This repository contains the code, manuscript, datasets, and other materials accompanying our work published as a research paper to the International Joint Conferences on Artificial Intelligence (IJCAI).
Consider the following exemplar news article:
Although the title may give us a coarse indication of the content of the article (e.g. Politics), a careful reading of the text reveals that about 66% of the article is about Diplomacy, 28% about Arms Control, 3% about Geopolitics, and 3% about Foreign Policy.
Such categorisation is valuable in areas such as information retrieval and recommendation as it allows for finer grained searches and organisation than classifications into single categories. Other examples may include the labelling of proportions of sentiments (e.g. surprise or joy), or the labelling of images when multiple objects are present at the same time.
Despite years of advances in automated classification, humans are still better on such tasks. As a result, crowdsourcing has increasingly been a popular way to leverages human annotators of various abilities and domain experience to perform tasks that would be too difficult or expensive to process computationally or using experts, but would only require simple instructions to complete.
However, collecting reliable judgments from unknown members of a crowd (also called workers) remains a challenging task. It is well known that crowdsourcing platforms suffers from malicious participants (also called spammers) which provide judgments randomly regardless of the document. Such spammers can constitute up to 45% of the population of workers. This increases the cost of acquiring judgments and degrade accuracy of the aggregation.
In this present work, we introduce a new method to aggregate judgments of proportions across multiple categories that for the first time accounts for spammers.
This repository uses a total of three datasets to evaluate accuracy, including two novel crowdsourced judgments for a total of 796 annotations about proportions of objects in images and colours in countries flags.
-
SemEval-2007. Each worker was presented with a list of news headlines and was asked to give numeric judgments between zero and a hundred for each of six sentiments.
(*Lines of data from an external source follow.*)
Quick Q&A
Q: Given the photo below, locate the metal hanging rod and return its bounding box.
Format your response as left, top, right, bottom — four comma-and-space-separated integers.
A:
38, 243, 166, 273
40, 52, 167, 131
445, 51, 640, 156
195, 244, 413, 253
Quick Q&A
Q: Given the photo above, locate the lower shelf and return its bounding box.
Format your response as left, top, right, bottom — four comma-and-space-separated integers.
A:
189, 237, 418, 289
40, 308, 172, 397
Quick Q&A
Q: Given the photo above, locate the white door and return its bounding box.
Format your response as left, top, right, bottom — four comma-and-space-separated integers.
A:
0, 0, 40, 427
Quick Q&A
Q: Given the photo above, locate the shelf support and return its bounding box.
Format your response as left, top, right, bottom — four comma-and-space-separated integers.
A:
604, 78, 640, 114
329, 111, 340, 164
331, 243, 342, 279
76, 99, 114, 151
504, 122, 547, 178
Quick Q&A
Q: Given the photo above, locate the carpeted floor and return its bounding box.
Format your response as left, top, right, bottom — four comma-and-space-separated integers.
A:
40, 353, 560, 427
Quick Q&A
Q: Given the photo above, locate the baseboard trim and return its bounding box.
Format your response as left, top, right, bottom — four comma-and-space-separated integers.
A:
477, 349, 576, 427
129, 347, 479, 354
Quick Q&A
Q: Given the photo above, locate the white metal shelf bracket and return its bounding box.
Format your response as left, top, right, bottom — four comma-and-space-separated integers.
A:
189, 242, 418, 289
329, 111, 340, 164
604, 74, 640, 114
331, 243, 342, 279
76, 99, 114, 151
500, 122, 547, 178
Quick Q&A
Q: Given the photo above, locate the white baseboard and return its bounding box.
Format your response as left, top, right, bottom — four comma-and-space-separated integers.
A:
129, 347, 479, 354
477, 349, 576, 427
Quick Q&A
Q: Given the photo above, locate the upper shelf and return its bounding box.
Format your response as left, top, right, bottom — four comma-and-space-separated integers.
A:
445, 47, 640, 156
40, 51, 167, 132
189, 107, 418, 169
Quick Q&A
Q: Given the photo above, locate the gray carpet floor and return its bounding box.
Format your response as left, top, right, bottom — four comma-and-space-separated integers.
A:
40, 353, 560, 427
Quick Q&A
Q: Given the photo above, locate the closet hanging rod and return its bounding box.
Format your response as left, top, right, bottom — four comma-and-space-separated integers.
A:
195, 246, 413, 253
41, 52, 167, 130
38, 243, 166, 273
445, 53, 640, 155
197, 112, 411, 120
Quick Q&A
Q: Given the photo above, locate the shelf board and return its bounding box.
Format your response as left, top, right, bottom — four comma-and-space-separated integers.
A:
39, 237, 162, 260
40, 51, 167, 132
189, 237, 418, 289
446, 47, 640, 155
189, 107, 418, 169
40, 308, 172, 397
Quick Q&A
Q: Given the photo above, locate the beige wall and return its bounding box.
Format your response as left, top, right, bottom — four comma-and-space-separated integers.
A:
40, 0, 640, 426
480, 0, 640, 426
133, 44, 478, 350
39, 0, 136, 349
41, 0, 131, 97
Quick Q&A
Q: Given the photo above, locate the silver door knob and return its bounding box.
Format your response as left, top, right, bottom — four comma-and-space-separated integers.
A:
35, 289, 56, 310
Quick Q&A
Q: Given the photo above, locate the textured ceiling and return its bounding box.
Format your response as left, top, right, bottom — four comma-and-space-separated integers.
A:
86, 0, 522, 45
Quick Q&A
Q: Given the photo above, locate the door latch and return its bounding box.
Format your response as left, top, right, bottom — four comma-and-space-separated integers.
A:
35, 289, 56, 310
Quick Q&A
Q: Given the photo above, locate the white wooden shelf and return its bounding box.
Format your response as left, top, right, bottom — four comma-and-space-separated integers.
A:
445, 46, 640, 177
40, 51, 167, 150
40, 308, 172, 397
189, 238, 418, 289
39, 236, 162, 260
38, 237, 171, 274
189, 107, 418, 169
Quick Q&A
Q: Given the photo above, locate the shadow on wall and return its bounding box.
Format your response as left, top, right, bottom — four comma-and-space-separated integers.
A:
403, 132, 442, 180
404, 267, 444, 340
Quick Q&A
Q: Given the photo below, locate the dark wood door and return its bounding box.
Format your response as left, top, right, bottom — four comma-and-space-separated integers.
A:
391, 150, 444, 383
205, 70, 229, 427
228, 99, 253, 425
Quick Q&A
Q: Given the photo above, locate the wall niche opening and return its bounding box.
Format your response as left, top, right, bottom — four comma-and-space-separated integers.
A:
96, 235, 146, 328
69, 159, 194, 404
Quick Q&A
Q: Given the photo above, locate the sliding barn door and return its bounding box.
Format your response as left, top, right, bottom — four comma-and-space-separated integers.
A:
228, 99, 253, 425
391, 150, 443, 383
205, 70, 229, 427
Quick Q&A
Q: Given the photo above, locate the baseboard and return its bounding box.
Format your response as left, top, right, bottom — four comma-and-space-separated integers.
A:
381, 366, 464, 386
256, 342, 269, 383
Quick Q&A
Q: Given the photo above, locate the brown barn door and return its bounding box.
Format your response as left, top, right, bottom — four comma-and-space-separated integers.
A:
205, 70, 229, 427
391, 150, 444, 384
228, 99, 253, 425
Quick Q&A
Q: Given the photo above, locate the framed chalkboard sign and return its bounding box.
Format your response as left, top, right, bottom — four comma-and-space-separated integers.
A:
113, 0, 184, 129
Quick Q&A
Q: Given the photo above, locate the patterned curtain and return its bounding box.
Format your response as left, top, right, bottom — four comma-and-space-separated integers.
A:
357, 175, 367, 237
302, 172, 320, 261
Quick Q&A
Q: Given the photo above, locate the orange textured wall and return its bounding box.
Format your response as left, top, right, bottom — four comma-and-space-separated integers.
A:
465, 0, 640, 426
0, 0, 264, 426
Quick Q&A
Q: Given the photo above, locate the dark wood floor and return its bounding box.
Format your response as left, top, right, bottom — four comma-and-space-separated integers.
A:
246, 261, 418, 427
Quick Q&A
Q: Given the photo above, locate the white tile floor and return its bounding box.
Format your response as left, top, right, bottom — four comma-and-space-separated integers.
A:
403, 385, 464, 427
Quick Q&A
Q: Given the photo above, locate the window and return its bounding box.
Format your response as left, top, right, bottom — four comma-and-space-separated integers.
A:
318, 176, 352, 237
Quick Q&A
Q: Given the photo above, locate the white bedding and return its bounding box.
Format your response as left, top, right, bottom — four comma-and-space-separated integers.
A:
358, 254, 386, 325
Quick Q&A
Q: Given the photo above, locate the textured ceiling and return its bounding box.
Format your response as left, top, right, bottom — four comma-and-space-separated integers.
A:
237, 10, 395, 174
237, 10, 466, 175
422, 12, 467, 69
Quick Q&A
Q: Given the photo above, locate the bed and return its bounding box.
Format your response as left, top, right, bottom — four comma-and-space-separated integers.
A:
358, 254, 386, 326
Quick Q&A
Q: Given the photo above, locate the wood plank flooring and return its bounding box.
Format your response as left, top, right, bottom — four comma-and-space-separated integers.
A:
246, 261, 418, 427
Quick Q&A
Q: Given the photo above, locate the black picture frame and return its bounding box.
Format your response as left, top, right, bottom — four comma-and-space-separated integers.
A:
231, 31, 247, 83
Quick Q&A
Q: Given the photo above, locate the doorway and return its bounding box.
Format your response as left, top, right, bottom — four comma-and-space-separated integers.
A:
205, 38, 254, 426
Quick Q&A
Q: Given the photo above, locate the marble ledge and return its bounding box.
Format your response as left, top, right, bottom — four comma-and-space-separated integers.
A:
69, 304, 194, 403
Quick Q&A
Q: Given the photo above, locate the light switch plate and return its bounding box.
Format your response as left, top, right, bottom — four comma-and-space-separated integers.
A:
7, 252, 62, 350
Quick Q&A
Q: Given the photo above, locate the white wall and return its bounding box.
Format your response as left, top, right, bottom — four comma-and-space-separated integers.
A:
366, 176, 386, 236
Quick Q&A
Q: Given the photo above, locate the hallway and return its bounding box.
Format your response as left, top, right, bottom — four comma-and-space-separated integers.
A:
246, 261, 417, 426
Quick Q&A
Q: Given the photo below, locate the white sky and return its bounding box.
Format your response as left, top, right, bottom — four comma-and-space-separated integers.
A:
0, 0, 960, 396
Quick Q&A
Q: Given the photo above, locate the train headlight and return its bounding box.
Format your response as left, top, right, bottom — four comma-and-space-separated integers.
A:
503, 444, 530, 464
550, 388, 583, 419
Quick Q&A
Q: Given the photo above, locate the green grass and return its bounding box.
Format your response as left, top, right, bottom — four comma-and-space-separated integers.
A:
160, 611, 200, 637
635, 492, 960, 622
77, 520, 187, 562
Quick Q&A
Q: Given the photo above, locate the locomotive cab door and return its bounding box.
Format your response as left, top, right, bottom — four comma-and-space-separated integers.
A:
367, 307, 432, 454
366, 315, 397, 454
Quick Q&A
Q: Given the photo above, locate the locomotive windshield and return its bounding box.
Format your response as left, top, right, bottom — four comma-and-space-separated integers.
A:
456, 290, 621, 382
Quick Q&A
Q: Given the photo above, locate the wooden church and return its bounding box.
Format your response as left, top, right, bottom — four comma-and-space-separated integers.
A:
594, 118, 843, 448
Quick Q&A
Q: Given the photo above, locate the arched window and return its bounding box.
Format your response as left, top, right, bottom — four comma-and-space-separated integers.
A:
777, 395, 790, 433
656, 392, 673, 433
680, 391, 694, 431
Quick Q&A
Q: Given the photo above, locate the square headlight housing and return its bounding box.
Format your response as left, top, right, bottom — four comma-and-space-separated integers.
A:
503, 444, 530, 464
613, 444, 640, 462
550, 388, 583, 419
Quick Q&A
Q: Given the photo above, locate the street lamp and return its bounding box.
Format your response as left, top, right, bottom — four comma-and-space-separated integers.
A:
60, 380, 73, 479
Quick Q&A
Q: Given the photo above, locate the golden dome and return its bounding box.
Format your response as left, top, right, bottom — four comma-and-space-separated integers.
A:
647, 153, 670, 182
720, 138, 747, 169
A total of 1,000 judgments are available accross 100 news headlines.
-
IAPR-TC12. Each worker were presented with images and was asked to estimate the proportion of each of the six regions in it (e.g. landscape/nature or man-made). We collected a total of 336 judgments from a set of 16 images.
-
Colours. Twenty-three participants were asked to judge the proportion of 10 colours in 20 countries' flag. We crowdsourced a total of 460 judgments of proportion.
Our proposed model (that we call multi-category independent Bayesian classifier combination, or MBCC for short) builds on the strength of prior approaches to deal with aggregating distributions while at the same time accounting for spammers. In particular, we extend IBCC, and associate with each document a categorical distribution representing the proportions of each category.
The factor graph below illustrates the generative process (that is, the process by which our model assumes the judgments of proportions from the workers have been generated) that learns both the proportions per document, and the accuracy of each worker. This is a typical factor graph where each node represent a random variable and each connection a probabilistic conditional dependency.
-
we start by sampling a confusion matrix for each worker. Each row \(\pi\) of a confusion matrix is distributed according to a Dirichlet distribution with hyperparameter \(\alpha\).
-
we then sample a categorical distribution \(\Lambda\) for each document, which represent the aggregated judgment of the proportion by all workers. This categorical distribution \(\Lambda\) is similarly drawn from a Dirichlet prior with hyperparameter \(\epsilon\).
-
we then repeateadly sample this distribution \(\lambda\) \(\n\) times to obtain multiple discrete categories \(z\).
-
we then use those samples \(\z\) as index of the workers' confusion matrix \(\pi\), and samples discrete judgments \(\c\) from the appropriate row of the confusion matrix of each worker.
-
finally, we find the most likely categorical distributions \Phi which generated the samples \(\c\) for all documents and workers.
All source code used to generate the results and figures in the paper are in the src
and scripts
directory.
The data used in this study is provided in data
and the sources for the manuscript text and figures are in manuscript
.
The poster and presentation can be found in poster/poster.pdf
and poster/presentation.pdf
respectively.
You can download a copy of all the files in this repository by cloning the git repository:
git clone https://github.com/alexandry-augustin/mbcc.git
The model was developed on Ubuntu Linux using MonoDevelop as IDE.
You’ll need a working Python environment and the Infer.NET 2.6 library to run the code.
If you use our code or dataset, please cite as follows:
@inproceedings{augustin2017mbcc, title={Bayesian aggregation of categorical distributions with applications in crowdsourcing}, author={Augustin, Alexandry and Venanzi, Matteo and Hare, J and Rogers, A and Jennings, NR}, year={2017}, organization={AAAI Press/International Joint Conferences on Artificial Intelligence} }
All source code is made available under the MIT license. You can freely use and modify the code, without warranty, so long as you provide attribution to the authors. See LICENSE for the full license text.
The manuscript text is not open source. The authors reserve the rights to the article content, which has been published in the proceedings of the International Joint Conference on Artificial Intelligence (IJCAI).